What makes a more effective social safety net program: transfers of food, or cash? The question is hardly academic. Governments, international agencies, and non-governmental organizations must decide whether to provide the world’s poorest people with cash, food, or a mixture of the two. In recent years, many have begun favoring cash transfers over food aid. Cash transfers are cheaper, require less administrative capacity, and allow poor households to decide how the money is spent. But are they always the most effective means of improving the lives and livelihoods of the ultra-poor?
Researchers at the International Food Policy Research Institute (IFPRI) studied four programs that provided food, cash, or a combination of food and cash to very poor communities in Bangladesh. They compared the programs’ effectiveness at improving the food security and livelihoods of particularly vulnerable populations, and considered how the benefits were divided among men, women, and children within households. They found that cash transfers were more successful at producing certain outcomes, while food transfers were best for achieving others.

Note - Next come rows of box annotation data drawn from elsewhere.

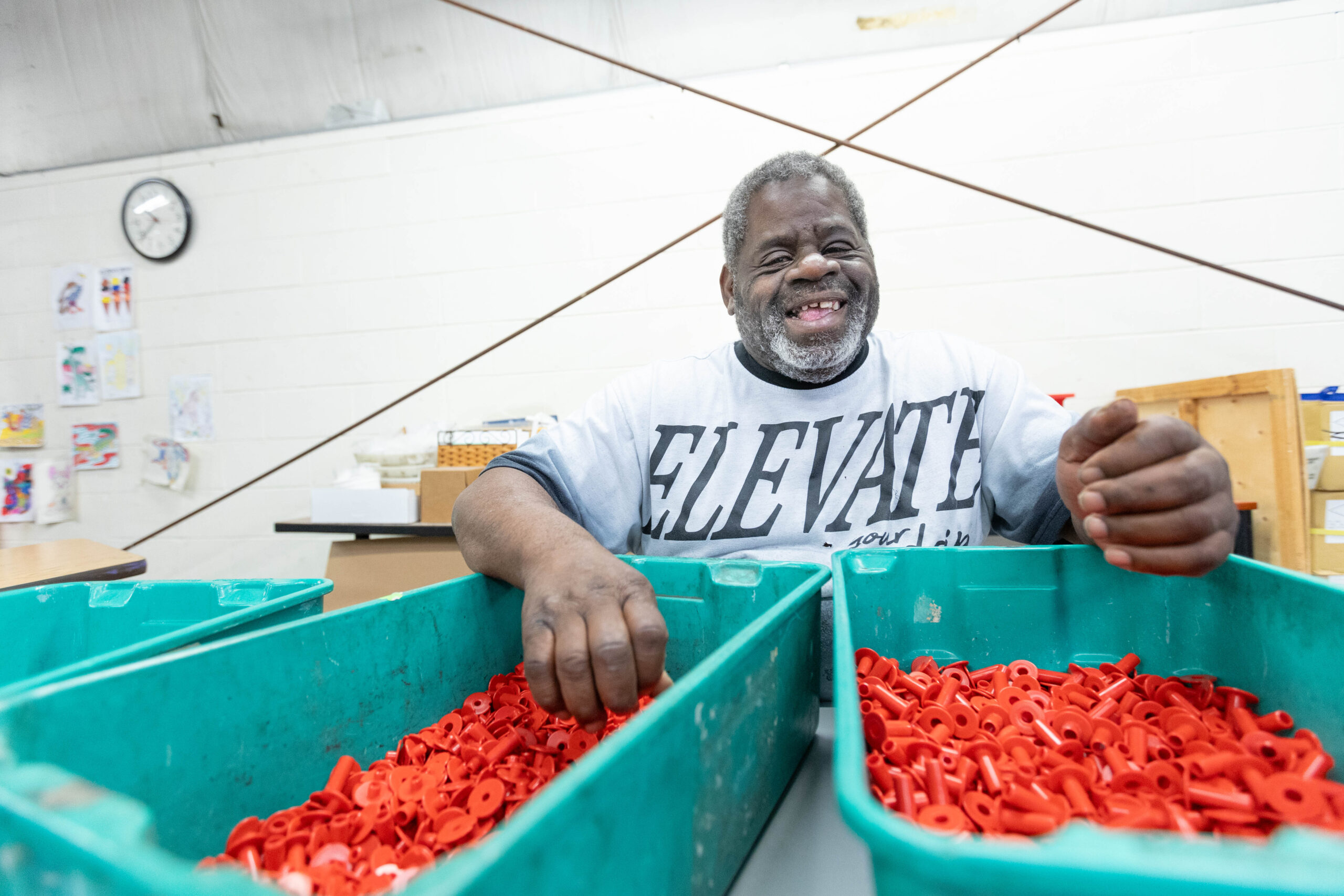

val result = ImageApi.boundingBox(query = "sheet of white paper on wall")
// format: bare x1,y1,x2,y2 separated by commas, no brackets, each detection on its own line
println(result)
57,343,98,407
1321,501,1344,544
93,265,136,333
168,376,215,442
32,461,75,524
98,329,140,402
51,265,98,329
0,461,36,523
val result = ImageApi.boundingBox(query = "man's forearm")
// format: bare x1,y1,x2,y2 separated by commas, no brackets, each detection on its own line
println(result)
453,468,601,588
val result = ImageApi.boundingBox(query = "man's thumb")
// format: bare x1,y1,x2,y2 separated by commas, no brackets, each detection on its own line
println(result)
1059,398,1138,463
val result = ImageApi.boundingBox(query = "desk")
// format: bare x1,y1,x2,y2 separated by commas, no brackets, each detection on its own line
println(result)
729,707,876,896
276,520,472,611
276,520,453,540
0,539,146,591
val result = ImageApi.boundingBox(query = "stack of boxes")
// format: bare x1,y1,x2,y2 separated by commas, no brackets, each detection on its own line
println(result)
1303,385,1344,576
419,425,539,523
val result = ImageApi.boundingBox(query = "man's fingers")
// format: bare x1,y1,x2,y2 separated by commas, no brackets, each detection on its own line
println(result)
1059,398,1138,463
523,615,564,712
1083,492,1236,548
1078,446,1227,514
621,587,668,693
1078,416,1210,485
586,605,640,721
555,613,606,725
1106,531,1233,576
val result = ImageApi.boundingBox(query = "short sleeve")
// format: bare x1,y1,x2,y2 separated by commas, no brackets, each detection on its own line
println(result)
485,375,646,552
981,349,1074,544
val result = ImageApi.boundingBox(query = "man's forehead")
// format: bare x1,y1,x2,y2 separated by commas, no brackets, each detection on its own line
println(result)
746,175,857,242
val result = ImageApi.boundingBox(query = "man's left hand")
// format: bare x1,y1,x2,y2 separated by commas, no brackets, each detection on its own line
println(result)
1055,399,1238,575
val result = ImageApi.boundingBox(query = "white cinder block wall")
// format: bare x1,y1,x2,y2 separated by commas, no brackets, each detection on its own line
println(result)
0,0,1344,577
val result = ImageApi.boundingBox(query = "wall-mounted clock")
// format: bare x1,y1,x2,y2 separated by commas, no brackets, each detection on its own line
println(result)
121,177,191,262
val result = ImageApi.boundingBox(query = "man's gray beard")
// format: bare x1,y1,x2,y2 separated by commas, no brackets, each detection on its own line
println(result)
734,294,876,383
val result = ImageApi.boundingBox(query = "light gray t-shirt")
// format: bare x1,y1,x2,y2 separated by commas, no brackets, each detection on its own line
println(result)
489,332,1071,565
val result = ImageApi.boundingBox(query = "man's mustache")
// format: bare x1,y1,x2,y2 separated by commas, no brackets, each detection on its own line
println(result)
769,277,863,317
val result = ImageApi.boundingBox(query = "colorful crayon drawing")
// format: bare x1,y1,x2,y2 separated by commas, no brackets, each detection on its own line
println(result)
93,265,136,332
51,265,98,329
70,423,121,470
141,438,191,492
0,463,35,523
98,331,140,402
168,376,215,442
57,343,98,407
32,461,75,524
0,404,44,447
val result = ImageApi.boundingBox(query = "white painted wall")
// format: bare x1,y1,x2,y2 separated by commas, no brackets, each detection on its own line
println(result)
0,0,1344,577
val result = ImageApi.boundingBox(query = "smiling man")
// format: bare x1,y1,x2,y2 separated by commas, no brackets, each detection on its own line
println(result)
453,152,1236,728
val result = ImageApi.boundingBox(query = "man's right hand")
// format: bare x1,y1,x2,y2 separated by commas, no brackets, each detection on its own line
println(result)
523,539,670,731
453,469,672,732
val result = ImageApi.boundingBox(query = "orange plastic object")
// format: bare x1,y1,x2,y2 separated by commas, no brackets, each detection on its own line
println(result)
855,649,1344,844
200,663,656,896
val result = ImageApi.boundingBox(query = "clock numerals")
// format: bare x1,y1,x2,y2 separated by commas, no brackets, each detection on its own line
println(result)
121,177,191,260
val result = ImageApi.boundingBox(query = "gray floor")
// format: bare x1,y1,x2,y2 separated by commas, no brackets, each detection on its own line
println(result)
729,707,874,896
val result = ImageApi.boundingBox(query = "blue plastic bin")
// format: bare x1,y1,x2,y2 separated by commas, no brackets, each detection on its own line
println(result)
0,579,332,699
833,547,1344,896
0,557,831,896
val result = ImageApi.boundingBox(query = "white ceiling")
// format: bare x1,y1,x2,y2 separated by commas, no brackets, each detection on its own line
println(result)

For example, when the goal was women’s empowerment, cash payments to women were most effective at improving their ability to make decisions and mobilize household assets. This was particularly so when the payments came in the form of wages paid to participants in public works programs. For sustained poverty relief, those programs that combined food or cash transfers with access to credit or savings requirements had the greatest impact.
However, many women said they preferred food transfers to cash, citing worries that their husbands would spend the money on non-food items. The study found that when women’s nutrition was the objective, transfers of atta (whole wheat flour), as opposed to rice, were preferable. Because atta is considered less desirable than rice, less of it was stolen in transit and women consumed more than they did when transfers were given in the form of rice. Atta was also more easily enriched with other nutrients.
Researchers concluded that cash and food transfer programs should be designed in line with goals such as cost-effectiveness, nutritional impact, gender-specific outcomes, and long-term poverty reduction.
The IFPRI research monograph, Comparing Food and Cash Transfers to the Ultra Poor in Bangladesh, encourages policymakers to consider the specific objectives of social safety net programs before assuming that food or cash is always the answer.